In spring of 2017, Stevens Point seemed filled with days of harsh weather and cloudy days.
According to the U.S Climate Data, in April, the average precipitation reached a high of 2.95 inches of rain per day, followed with a max wind speed of 17 mph.
For months, issues of fallen trees, shingles stripped from roofs and small floods worried those in the area; especially those on campus.
The construction of the new science building was brought to a halt due to this unforeseen weather.
The construction of the building started in April of 2016 and is set to house three 48-seat classrooms, two 55-seat classrooms, two 24-seat classrooms, two 96-seat lecture halls plus research and teaching labs.
With the building being both free-standing and having large construction, the university hired Potter Lawson, Inc., and HOK to design the structure while Miron Construction Co., Inc., was to construct the project.
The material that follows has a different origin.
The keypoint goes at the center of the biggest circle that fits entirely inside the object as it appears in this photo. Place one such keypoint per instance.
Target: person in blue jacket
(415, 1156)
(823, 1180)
The building was originally set to be finished in the spring of 2018, however, this date must now be pushed back.
With harsh weather, it was rumored mold was found within the building causing a complete shutdown of construction. This was false.
Because the building was in the middle of construction, many areas were vulnerable to heavy wind and rains, causing a mild leakage into the construction site. With 150 men working on the site daily, the problem was quickly addressed.
The compromised enclosures were repaired in a timely matter, and the damages have since been repaired or replaced. The completion date is said to be slightly set back, however, a specific date could not be given.
It is also not known if the project budget of $75.18 million will be exceeded due to damages and repairs. With a setback in construction, it is unsure if the incoming class of 2018 will be welcomed with a new science building.
Even before completion, the building continuously draws students in. According to the Communication and Marketing University on campus, not only is the building set to meet LEED standards, Leadership in Energy and Environmental Design but help further the 2,000+ students planning on majoring in the science field.